И в этот миг Олегу в горло впилось острие рогатины. Ведун и внимания не обратил на небольшой дозор ратников, идущих навстречу от Волги. Оказалось, что зря. Сейчас они, разойдясь и опустив копья, жестко удерживали остриями пленника — причем наконечники, проколов ткань, впились в кожу.
— Он это, он! — радостно запрыгал незнакомый мальчишка на мокрой тропинке.
— Снимай меч, душегуб, — сурово потребовал один из воинов. — И не вздумай дернуться, не то до княжьего суда не доживешь.
«Ну вот и все…» — ощутил Олег неприятный холодок безнадежности. Он медленно расстегнул пряжку ремня, сложил его пополам и протянул поясной набор с оружием дружиннику. — «Нашли».
Ведун думал, что его засунут в поруб — но вместо этого ратный наряд вывел его на вечевую площадь, отмеченную тяжелым колоколом на «П»-образной дубовой подвеске. Спасибо, не эшафотом. Пожалуй, еще никогда Олег не радовался тому, что попал на Русь, а не в дикую послеримскую Европу, так искренне, как в эти минуты. Смертной казни «Русская правда» не предусматривала. Допрос с пристрастием, виру, право на месть — да. Но только не казнь.
Широкая, изрядно утоптанная площадь, за которой стояли скромные избы, примыкала к тротуару из дубовых плашек, что окружал коричневый каменный дом, представляющий собой правильный куб, крытый крестообразной крышей. Саженей десять высотой, он имел всего два этажа — с узкими бойницами в стенах первого и широкими стрельчатыми окнами на втором. Еще ведуна удивил выпирающий наружу из стены дымоход печи. Тепло на Руси обычно берегли, и дымоходы убирали внутрь, к центру дома. Хотя, кто знает: может, там святилище от стены до стены, и труба посередине нарушит всю духовную гармонию.
Связывать поставленного рядом с колоколом Олега ратники не стали — но копейные острия по-прежнему покалывали его кожу сквозь плотную косуху. Теперь, наверное, походившую на дуршлаг. Один из дружинников забежал в дом, очень быстро выскочил обратно:
— Воротила, на суд в вечевика бей. Дражко, со мной пойдем. И приглядывайте за татем, кабы не учудил!

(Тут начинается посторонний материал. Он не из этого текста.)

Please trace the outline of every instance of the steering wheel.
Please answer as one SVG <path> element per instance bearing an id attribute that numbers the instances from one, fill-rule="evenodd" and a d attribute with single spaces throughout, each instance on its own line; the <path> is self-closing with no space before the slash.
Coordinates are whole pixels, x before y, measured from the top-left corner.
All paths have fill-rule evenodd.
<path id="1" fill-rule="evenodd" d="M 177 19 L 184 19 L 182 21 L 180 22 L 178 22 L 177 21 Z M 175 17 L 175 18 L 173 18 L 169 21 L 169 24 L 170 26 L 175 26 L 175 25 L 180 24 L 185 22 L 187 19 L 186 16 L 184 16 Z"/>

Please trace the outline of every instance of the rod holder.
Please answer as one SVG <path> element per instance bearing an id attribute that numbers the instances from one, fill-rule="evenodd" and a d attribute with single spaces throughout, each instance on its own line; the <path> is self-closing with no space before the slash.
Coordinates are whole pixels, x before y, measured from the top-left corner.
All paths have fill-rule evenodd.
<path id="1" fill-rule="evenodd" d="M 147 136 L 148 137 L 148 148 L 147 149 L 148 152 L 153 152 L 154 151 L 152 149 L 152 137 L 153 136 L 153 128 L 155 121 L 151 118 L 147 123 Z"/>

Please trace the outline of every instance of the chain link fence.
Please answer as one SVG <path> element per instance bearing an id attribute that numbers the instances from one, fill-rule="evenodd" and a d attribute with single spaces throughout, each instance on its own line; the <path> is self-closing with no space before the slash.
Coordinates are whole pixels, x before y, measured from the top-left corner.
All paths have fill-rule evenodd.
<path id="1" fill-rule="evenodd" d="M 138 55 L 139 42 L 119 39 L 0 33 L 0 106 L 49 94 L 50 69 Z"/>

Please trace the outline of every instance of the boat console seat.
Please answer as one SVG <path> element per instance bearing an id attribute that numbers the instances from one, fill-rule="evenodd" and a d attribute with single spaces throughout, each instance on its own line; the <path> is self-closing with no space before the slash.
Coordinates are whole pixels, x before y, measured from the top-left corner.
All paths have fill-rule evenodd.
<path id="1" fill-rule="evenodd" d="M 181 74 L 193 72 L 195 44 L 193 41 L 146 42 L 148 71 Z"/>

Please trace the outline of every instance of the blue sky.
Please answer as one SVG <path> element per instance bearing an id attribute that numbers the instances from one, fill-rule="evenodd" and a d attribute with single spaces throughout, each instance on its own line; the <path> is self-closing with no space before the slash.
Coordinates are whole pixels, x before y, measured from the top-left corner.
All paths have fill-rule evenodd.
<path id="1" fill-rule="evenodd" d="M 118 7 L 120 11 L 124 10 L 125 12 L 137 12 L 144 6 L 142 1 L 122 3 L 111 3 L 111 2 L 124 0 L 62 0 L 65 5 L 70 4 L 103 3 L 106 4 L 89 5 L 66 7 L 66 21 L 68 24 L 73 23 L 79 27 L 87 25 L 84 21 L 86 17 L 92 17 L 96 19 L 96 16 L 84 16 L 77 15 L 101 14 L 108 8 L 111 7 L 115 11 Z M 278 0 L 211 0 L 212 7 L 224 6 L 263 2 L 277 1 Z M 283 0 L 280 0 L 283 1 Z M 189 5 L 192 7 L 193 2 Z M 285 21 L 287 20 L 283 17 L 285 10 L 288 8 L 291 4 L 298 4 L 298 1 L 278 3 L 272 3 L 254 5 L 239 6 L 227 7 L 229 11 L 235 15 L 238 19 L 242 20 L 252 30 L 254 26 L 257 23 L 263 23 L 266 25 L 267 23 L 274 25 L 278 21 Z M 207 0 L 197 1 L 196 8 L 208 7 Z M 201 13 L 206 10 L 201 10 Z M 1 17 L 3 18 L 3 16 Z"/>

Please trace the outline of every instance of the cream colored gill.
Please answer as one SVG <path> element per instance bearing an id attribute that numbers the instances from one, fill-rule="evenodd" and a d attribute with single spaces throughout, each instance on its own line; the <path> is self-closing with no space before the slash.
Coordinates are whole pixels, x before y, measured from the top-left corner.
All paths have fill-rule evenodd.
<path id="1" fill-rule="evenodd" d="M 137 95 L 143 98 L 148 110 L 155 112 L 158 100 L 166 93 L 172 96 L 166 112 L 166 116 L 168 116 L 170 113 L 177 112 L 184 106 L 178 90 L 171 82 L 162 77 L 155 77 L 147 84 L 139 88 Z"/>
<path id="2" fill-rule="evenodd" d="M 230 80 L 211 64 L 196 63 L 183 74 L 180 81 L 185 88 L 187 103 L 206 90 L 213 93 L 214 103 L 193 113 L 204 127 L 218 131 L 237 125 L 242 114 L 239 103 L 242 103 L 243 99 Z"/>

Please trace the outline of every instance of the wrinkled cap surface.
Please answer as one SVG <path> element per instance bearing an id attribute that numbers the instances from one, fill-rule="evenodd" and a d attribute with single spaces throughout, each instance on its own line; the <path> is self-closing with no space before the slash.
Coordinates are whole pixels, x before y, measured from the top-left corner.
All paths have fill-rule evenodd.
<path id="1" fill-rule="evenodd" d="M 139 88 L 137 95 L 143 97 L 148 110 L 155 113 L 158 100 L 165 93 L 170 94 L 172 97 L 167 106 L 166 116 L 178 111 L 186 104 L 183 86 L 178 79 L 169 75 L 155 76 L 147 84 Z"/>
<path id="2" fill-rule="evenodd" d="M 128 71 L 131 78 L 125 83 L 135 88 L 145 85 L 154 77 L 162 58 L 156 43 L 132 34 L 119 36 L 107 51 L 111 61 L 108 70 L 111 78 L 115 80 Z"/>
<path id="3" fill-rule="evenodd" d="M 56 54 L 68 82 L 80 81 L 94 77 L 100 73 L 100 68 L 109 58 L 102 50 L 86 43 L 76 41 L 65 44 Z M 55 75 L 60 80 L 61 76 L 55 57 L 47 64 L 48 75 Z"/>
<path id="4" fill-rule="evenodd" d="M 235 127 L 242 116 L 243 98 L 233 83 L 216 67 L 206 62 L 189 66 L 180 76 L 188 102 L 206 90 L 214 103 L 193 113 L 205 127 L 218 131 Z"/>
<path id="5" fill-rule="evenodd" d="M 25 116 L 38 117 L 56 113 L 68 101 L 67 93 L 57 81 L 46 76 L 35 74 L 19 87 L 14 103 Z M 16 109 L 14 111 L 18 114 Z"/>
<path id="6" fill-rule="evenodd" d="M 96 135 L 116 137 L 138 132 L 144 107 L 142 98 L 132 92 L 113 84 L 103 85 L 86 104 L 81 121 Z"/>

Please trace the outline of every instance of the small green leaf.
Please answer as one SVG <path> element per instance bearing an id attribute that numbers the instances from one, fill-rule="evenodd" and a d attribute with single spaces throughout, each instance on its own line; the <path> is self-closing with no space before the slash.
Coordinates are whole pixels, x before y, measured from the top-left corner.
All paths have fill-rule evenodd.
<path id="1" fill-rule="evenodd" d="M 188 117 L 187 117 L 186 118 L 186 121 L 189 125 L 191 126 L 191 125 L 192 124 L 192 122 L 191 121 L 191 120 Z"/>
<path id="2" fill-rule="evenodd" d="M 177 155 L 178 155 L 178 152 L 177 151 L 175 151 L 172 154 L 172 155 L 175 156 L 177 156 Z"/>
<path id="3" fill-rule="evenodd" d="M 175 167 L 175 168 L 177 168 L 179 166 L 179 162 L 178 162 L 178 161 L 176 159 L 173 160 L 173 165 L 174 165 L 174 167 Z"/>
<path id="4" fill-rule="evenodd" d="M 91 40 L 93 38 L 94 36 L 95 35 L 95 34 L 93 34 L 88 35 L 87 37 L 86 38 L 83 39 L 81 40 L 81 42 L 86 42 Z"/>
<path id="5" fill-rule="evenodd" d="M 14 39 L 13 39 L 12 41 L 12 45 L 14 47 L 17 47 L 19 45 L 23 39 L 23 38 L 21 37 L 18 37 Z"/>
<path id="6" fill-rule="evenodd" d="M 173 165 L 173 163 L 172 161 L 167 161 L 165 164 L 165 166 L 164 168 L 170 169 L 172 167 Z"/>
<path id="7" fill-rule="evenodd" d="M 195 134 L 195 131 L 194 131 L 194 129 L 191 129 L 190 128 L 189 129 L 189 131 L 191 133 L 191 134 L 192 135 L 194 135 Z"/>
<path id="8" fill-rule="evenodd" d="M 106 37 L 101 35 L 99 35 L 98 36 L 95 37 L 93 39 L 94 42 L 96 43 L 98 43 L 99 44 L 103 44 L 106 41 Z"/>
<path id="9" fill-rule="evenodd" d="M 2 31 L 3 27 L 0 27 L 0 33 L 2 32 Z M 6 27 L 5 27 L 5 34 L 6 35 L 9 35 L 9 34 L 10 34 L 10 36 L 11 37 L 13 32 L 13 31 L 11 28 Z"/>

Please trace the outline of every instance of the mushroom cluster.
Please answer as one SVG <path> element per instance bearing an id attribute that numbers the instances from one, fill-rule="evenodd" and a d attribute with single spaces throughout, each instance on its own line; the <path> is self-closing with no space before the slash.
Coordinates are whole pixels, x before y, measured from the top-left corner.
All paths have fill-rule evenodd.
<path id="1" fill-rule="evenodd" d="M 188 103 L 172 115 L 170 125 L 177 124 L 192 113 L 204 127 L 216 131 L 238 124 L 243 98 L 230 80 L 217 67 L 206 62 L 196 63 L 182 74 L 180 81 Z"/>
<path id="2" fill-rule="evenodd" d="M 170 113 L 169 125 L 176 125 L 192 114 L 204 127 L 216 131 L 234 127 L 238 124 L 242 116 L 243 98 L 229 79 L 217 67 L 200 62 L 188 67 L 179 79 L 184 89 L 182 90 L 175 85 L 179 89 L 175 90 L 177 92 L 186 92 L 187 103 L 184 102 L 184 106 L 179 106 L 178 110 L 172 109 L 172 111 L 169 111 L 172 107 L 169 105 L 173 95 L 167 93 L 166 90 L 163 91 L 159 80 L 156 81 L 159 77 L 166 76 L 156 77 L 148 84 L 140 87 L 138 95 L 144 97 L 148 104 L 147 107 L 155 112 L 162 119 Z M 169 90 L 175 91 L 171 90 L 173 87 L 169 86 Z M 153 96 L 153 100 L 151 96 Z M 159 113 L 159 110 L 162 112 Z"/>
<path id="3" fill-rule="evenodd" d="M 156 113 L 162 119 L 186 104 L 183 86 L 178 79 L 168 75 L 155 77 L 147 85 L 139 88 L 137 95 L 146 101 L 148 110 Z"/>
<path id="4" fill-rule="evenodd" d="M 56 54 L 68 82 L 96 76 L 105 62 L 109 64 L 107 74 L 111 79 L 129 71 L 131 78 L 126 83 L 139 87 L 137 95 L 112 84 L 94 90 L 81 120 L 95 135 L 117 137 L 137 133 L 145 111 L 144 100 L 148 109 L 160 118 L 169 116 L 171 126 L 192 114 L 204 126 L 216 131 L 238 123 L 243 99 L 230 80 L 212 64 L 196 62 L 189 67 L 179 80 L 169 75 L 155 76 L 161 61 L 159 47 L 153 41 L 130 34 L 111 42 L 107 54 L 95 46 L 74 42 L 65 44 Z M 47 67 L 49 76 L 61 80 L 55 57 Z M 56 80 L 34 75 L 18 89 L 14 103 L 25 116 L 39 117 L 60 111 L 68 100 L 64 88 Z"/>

Ратник в мисюрке вместо обычного для русских воинов шелома пригладил усы, словно пива пенного глотнул, отставил рогатину, взялся за свисающую с колокола веревку, потянул. Вечевик отозвался низким протяжным звоном. Ратник выждал, снова потянул. Потом еще. Бой получался не частый тревожный, не сполошный, а уверенный, неторопливый, как поступь не сомневающегося в своей мощи слоновьего вожака.
Из каменного дома вышли слуги, вынесли сбитый из брусьев щит, накрыли его ковром, затем притащили тяжелое деревянное кресло с высокой спинкой, которое поставили сверху. Торопливо обмели вениками тротуар.
С окрестных улиц начали подходить горожане. С интересом поглядывали они на выставленного у колокола арестанта, разбредались вдоль изб. Когда любопытствующего простого люда собралось тысячи три и по краям площади сделалось тесно, стали появляться бояре и горожане позажиточнее — с посохами, в тяжелых турских[4] шубах. Шли они степенным шагом, снисходительно раскланиваясь с простым людом и чуть спокойнее — друг с другом. Среди прочих Середин узнал Словея Ратина. Купеческий старшина на него даже не глянул и занял почетное место на дубовом тротуаре, в двух шагах от пустующего пока кресла.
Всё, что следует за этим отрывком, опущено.